Sbucata improvvisamente dal parterre come una palla di fucile, la bionda modella si era introdotta sul campo al 17esimo minuto della finale di Champions League fra Tottenham e Liverpool con uno scatto da centrometrista, a dispetto delle forme voluttuose, e, sfilatasi in un sol gesto il vestito, era corsa verso il centro del campo coperta solo da un succinto costume da bagno.

Superato senza difficoltà un Allisson piuttosto "impreparato" a fronteggiare un'attaccante di quel genere, Kinsey si era poi fatta beffe del resto della difesa dei Reds e a lungo anche degli steward che, affannati, l'avevano raggiunta e, pur con un certo imbarazzo, bloccata solo a metà campo per scortarla finalmente fuori dagli occhi delle telecamere.

Kinsey Wolanski Champions League
Kinsey Wolanski durante l'invasione di campo nel corso dell'ultima finale di Champions League

Kinsey Wolanski, missione Copa America fallita

Grazie all'invasione del Wanda Metropolitano, Kinsey Wolanski aveva conquistato una celebrità quasi planetaria - basti pensare al numero dei suoi follower su Instagram che nel giro di poche ore era più che decuplicato schizzando da 300mila a oltre 3 milioni - una fama che, grazie alla scritta sul suo succinto costume, aveva allargato al sito del fidanzato Vitaly Zdorovetskiy, uno youtuber 27enne che in passato si era già reso protagonista di episodi del genere.

Un'operazione di marketing, insomma, che avendo reso pare intorno ai 4 milioni di dollari, la coppia aveva progettato di ripetere, cambiando però continente.
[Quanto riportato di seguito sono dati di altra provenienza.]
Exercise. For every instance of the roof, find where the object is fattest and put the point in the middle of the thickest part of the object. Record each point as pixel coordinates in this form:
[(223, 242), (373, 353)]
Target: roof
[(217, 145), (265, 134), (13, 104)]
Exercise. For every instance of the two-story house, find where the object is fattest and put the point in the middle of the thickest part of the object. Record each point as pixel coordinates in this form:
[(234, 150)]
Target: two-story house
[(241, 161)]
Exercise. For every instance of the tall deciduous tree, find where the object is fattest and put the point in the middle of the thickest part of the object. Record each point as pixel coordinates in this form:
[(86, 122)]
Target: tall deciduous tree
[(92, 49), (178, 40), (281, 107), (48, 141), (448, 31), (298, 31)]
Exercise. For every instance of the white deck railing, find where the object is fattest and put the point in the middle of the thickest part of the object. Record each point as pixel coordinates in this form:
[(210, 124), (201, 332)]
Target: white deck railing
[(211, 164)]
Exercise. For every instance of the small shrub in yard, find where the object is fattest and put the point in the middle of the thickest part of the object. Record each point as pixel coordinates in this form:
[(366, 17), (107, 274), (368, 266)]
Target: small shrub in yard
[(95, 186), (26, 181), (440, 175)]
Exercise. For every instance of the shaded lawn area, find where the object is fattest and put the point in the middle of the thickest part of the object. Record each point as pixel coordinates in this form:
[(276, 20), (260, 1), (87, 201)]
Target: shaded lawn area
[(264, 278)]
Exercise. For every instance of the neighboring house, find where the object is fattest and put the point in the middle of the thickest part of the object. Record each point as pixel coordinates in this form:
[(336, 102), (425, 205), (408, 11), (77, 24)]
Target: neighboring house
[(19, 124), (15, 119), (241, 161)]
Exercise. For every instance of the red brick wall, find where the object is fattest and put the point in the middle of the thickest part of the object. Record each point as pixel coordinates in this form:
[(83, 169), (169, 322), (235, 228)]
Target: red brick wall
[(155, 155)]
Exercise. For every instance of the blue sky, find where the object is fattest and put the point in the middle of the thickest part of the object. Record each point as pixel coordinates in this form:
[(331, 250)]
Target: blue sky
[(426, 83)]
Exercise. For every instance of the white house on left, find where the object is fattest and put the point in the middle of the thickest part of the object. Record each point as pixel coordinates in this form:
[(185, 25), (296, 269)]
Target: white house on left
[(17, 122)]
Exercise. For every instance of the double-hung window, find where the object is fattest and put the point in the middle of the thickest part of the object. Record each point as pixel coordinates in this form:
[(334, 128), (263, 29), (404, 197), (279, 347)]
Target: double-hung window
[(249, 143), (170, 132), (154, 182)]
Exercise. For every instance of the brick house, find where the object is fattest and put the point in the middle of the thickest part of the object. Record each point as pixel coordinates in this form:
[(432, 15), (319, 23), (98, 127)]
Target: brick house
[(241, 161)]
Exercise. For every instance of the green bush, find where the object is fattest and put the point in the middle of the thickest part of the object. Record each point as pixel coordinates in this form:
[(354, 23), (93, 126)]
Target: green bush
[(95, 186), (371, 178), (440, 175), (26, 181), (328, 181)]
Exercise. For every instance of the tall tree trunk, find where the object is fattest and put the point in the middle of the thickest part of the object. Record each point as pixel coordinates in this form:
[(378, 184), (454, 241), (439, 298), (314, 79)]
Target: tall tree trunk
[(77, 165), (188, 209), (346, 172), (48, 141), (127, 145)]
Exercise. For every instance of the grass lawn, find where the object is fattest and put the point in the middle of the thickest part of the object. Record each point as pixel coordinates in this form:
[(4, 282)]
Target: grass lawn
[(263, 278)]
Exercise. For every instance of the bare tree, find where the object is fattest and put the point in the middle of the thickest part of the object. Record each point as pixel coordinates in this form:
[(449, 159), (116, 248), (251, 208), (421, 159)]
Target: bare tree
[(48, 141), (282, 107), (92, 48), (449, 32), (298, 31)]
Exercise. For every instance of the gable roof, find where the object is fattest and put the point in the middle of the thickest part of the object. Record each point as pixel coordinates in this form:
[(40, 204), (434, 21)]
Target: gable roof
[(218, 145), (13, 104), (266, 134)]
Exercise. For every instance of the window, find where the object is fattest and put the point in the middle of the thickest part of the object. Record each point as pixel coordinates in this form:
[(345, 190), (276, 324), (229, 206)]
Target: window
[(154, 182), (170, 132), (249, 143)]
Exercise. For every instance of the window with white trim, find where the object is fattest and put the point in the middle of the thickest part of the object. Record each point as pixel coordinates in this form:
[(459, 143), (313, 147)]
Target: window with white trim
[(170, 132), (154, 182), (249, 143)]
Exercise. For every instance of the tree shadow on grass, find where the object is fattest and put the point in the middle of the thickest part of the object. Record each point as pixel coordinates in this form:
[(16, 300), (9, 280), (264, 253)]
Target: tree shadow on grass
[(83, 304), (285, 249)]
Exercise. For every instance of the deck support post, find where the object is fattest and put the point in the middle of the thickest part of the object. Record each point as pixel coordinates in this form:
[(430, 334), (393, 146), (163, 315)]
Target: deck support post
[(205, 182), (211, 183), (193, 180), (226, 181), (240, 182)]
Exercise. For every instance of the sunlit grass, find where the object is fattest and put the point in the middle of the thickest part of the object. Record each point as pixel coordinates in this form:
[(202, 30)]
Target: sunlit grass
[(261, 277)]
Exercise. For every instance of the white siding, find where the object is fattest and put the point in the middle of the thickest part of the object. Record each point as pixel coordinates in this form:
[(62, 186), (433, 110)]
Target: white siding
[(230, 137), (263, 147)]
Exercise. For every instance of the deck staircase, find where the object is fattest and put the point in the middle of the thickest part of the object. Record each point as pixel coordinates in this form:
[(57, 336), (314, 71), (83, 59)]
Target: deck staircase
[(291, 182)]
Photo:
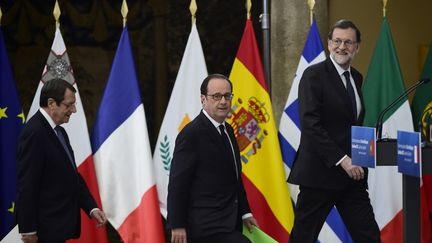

E quale evento avrebbe potuto portare più risonanza in questo periodo della finale di Copa America in programma domenica sera fra Brasile e Perù al Maracanà di Rio de Janeiro? Detto fatto, Kinsey e Vitaly hanno a lungo preparato l'happening carioca ma non avevano fatto i conti con la polizia brasiliana che, a quanto ha spiegato la ragazza sui social, era proprio lì allo stadio ad attenderli. Circondati da una ventina di agenti sarebbero stati arrestati e portati in cella:

Copa America, devo ammettere che alla fine hai vinto tu. Adesso siamo fuori di prigione e ci staimo godendo un po' di tempo in Brasile!

Nessuna conferma dalle autorità brasiliane, ma se non si trattasse di un altro stratagemma per far parlare ancora di sè, Kinsey e Vitaly, ormai troppo conosciuti e segnalati, sarebbero stati danneggiati paradossalmente proprio da quella fama che continuano a cercare con ogni mezzo.